The $15 million in construction could involve enhancements for pedestrians and cyclists at the intersections as well, said Perry and his deputy, Chris Gossett.
“I’m ready,” several members chimed in after Perry asked for an endorsement.
First, the county must resolve a protest over the hiring of a project management firm brought by the second-place finisher. Chairman Norman Jackson said he’s hopeful there will be a resolution soon.
The six intersection improvements would be the first tangible sign of progress after voters approved a penny-on-the-dollar sales tax for transportation improvements to roads, bus service and trails.
Until now, Perry has said unidentified dirt-road paving and suburban resurfacing projects probably would be the first projects completed.
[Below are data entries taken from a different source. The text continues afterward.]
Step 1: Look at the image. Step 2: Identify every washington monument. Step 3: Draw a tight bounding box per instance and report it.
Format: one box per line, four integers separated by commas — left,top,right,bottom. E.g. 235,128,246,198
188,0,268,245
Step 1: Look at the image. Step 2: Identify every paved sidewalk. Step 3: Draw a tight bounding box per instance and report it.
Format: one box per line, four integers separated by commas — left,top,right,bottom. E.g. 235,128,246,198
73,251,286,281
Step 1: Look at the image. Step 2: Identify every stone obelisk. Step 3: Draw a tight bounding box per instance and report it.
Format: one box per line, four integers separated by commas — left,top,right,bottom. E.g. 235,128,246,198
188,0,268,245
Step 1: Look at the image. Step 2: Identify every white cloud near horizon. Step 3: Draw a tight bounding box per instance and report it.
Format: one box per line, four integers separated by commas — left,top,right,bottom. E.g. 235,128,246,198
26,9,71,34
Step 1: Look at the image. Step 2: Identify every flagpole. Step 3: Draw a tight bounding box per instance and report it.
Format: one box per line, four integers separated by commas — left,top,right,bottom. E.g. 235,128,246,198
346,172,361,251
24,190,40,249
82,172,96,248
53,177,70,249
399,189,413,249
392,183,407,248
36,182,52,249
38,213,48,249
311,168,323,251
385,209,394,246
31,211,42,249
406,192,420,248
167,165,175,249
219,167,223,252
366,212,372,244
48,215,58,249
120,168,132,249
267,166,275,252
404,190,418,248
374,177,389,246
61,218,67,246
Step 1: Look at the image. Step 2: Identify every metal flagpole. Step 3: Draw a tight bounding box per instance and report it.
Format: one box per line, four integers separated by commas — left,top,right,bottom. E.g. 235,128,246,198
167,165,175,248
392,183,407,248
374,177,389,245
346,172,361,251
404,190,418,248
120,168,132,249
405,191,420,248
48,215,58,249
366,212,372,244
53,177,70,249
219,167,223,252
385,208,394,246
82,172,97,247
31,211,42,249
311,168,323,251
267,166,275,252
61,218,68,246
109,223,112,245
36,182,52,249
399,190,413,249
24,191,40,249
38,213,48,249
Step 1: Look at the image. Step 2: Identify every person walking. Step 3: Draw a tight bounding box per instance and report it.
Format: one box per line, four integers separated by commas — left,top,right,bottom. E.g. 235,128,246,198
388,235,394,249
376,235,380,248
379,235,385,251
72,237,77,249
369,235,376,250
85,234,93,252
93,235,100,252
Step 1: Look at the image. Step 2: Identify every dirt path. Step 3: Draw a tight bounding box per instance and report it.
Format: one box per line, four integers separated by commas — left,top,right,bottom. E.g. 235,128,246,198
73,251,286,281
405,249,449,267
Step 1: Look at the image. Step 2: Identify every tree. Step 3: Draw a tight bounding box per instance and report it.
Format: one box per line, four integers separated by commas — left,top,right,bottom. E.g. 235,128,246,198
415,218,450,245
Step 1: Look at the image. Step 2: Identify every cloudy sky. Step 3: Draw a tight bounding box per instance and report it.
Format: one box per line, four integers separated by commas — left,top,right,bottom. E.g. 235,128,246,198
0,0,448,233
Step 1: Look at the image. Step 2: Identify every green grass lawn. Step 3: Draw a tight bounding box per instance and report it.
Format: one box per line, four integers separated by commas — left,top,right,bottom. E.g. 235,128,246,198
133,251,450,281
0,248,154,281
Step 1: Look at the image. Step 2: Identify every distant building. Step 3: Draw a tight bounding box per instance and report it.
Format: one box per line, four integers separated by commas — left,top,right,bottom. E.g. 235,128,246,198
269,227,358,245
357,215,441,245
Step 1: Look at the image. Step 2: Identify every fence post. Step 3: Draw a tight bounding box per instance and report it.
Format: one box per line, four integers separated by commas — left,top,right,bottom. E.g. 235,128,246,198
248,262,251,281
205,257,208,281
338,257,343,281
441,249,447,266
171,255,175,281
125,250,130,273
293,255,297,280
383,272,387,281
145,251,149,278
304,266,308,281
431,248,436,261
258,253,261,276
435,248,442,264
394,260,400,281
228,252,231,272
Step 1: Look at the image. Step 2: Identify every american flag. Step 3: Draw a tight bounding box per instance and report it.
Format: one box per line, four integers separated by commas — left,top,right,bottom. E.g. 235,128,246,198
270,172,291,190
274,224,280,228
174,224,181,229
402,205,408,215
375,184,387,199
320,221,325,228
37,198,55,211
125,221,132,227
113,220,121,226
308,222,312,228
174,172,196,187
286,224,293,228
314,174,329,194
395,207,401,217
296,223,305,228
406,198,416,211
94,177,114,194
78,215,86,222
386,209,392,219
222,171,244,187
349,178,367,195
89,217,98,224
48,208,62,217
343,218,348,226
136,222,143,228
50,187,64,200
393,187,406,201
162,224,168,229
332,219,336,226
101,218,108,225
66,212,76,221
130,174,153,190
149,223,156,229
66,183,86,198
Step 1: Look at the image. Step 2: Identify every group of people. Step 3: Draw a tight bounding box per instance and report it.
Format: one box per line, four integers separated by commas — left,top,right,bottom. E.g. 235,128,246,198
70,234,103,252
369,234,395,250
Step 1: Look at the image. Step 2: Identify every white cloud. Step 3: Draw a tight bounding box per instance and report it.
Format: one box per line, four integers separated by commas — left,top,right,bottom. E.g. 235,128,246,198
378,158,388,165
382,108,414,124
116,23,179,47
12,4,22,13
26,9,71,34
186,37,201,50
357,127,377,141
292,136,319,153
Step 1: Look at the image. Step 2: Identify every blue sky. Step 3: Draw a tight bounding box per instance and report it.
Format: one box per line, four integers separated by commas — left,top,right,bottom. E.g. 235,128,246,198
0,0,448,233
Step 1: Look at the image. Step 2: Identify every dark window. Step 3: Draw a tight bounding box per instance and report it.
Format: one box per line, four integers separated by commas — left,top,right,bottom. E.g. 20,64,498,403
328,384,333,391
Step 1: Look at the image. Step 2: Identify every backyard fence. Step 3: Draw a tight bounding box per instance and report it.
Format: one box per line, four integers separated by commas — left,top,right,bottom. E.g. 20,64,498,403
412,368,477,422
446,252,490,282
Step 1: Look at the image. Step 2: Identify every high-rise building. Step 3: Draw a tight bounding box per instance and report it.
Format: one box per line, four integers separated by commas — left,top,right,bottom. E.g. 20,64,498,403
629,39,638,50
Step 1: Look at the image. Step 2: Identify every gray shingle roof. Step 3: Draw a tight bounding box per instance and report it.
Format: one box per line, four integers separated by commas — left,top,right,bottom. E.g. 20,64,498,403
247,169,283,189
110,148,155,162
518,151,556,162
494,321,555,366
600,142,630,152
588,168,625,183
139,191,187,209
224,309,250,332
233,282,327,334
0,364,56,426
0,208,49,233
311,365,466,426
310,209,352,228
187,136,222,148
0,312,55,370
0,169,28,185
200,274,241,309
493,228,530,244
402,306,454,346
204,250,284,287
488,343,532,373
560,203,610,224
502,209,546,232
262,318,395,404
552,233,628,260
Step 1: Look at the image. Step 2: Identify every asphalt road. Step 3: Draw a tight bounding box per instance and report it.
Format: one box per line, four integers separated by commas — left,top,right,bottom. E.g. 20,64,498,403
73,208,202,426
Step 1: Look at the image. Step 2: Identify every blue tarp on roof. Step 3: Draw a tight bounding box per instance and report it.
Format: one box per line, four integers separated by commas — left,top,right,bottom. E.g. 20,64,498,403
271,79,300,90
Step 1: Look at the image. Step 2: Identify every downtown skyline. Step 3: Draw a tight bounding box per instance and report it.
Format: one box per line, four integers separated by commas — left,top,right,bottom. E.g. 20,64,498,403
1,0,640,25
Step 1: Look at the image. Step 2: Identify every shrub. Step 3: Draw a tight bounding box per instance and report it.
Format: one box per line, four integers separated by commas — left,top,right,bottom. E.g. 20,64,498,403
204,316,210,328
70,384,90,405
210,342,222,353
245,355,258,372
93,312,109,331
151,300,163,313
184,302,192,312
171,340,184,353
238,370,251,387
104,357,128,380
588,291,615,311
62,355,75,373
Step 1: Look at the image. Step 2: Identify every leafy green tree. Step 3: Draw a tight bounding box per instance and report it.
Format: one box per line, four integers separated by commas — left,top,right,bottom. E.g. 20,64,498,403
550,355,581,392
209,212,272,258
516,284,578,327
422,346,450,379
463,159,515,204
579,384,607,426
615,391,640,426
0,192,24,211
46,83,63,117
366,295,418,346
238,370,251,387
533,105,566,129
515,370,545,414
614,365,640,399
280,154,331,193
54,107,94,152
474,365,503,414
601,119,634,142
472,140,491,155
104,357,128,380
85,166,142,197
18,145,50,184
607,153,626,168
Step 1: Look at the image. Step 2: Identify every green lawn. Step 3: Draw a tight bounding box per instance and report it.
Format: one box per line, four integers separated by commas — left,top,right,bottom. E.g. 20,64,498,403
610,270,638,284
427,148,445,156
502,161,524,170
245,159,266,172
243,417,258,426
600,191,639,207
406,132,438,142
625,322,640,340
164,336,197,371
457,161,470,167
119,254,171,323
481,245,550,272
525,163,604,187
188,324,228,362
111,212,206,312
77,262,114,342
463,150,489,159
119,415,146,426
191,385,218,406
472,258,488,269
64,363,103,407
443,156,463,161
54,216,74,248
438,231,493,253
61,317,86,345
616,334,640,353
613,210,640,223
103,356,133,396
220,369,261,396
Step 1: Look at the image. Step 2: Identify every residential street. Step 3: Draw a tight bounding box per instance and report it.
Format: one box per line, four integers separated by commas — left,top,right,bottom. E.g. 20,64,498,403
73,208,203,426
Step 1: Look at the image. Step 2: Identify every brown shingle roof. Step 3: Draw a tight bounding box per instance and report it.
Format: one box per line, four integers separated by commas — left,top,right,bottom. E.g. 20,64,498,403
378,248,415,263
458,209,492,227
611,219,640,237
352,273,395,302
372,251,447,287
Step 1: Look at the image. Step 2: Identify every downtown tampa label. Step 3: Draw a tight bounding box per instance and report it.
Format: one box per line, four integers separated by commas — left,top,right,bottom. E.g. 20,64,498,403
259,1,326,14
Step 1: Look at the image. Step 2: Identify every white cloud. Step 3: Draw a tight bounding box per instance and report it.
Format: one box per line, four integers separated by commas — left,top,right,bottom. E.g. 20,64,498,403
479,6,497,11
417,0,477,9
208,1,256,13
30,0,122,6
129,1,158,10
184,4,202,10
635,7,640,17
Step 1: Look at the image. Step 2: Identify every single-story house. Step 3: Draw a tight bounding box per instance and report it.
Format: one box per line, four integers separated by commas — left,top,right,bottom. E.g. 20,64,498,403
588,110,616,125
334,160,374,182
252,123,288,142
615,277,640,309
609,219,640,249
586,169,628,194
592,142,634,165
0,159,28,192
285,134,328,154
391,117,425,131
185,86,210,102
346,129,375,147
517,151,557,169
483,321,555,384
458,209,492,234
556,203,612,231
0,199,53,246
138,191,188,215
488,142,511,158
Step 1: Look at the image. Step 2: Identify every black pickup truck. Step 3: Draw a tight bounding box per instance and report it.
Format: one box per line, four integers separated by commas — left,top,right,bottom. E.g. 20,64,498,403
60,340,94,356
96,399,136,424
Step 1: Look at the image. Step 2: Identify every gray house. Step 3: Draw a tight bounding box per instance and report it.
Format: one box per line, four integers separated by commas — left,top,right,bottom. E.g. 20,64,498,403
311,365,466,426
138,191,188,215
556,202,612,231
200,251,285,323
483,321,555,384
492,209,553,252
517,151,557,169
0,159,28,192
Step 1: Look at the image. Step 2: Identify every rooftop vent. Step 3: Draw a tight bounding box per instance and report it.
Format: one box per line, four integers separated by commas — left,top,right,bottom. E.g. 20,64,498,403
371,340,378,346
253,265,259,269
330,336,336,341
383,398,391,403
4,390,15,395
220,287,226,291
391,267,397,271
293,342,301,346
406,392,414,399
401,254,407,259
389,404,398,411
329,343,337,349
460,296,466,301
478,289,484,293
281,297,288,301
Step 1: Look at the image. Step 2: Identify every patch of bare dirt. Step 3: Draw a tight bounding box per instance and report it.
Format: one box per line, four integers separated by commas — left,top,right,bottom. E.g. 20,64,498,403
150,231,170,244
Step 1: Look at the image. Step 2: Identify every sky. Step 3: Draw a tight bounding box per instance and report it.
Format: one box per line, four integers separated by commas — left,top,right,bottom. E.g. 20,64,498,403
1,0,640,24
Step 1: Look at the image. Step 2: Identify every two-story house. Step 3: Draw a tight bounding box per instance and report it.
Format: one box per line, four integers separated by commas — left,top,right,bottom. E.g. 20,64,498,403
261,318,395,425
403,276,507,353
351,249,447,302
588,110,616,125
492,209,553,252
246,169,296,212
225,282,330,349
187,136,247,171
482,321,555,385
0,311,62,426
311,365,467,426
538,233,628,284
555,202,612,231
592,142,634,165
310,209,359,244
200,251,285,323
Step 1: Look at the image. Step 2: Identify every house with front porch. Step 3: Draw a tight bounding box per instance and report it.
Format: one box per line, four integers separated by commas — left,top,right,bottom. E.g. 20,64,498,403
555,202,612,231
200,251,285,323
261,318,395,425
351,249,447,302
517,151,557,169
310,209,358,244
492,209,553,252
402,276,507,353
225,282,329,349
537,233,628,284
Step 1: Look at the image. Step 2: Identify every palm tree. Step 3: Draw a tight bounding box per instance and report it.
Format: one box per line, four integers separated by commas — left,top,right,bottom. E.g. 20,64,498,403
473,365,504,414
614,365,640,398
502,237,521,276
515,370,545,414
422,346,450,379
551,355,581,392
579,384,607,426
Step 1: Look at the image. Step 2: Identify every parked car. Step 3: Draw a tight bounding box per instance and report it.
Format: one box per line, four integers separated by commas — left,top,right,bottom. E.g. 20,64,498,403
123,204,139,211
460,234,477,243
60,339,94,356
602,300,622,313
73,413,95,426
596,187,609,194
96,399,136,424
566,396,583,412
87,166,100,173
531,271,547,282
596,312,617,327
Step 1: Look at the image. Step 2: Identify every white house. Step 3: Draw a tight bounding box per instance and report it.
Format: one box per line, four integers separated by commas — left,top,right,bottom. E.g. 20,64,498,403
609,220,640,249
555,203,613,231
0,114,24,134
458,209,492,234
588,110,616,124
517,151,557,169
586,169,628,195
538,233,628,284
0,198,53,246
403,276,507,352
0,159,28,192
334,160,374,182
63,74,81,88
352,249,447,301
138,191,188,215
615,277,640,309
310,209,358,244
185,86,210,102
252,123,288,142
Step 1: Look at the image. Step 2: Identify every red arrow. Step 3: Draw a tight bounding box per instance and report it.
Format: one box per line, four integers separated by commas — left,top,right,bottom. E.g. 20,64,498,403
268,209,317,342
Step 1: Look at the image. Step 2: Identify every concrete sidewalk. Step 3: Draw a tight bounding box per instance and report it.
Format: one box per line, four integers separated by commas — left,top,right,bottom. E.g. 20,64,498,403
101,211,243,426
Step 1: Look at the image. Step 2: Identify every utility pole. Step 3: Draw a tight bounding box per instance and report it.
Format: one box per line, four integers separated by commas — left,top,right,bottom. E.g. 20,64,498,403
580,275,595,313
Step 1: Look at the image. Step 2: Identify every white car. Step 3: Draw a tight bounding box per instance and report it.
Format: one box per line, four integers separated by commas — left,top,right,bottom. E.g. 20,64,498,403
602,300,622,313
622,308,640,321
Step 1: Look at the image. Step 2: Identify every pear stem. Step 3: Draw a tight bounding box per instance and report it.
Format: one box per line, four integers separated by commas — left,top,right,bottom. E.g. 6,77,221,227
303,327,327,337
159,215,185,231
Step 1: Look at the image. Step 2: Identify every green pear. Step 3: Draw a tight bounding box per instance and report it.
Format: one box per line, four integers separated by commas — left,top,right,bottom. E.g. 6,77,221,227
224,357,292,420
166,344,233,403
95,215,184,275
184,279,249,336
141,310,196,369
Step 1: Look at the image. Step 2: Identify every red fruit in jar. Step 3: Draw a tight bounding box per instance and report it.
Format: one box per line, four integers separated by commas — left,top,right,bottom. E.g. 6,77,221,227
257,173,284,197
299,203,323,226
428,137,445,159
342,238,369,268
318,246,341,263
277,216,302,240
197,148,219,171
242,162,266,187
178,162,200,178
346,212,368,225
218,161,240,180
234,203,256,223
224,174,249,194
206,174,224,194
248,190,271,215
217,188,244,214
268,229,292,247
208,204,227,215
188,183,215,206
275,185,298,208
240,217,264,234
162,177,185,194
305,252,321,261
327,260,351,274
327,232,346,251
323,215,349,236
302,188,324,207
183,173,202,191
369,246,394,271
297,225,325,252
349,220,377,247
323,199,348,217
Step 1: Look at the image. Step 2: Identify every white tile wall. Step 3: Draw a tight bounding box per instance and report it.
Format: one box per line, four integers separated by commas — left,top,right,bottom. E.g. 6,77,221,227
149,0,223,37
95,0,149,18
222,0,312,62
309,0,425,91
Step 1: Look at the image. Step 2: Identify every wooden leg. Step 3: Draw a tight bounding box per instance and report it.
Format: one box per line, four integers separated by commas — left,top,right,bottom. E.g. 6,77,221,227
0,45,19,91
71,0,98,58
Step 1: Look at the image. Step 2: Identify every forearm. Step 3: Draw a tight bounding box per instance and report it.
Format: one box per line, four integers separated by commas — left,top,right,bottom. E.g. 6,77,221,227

Thursday, he said it looks like those projects will proceed alongside the intersection improvements.
He’s also moving forward on a list of sidewalk improvements in coordination with the S.C. Department of Transportation.
He said the county’s project management firm, ICA Engineering, had suggested moving forward on the intersections as well.
Perry said each intersection will be studied to settle on the changes needed, but they would include such things as adding turns lanes, straightening or widening lanes, adding bike lanes and sidewalks, or putting in pedestrian signals.
“We would expect at least one of the six to be completed by the end of the year,” Perry said.
The intersections are:
• Broad River Road and Rushmore Drive
• North Springs Road and Risdon Way
• North Springs Road and Clemson Road
• Summit Parkway and Summit Ridge
• Farrow Road and Pisgah Church Road
• Kennerly Road and Steeple Ridge
The six are among 15 major intersections identified for voters, who approved the transportation sales tax in 2012. The tax will continue for 22 years or until it raises $1.07 billion, whichever comes first.
Perry said the six were chosen because of ease of design.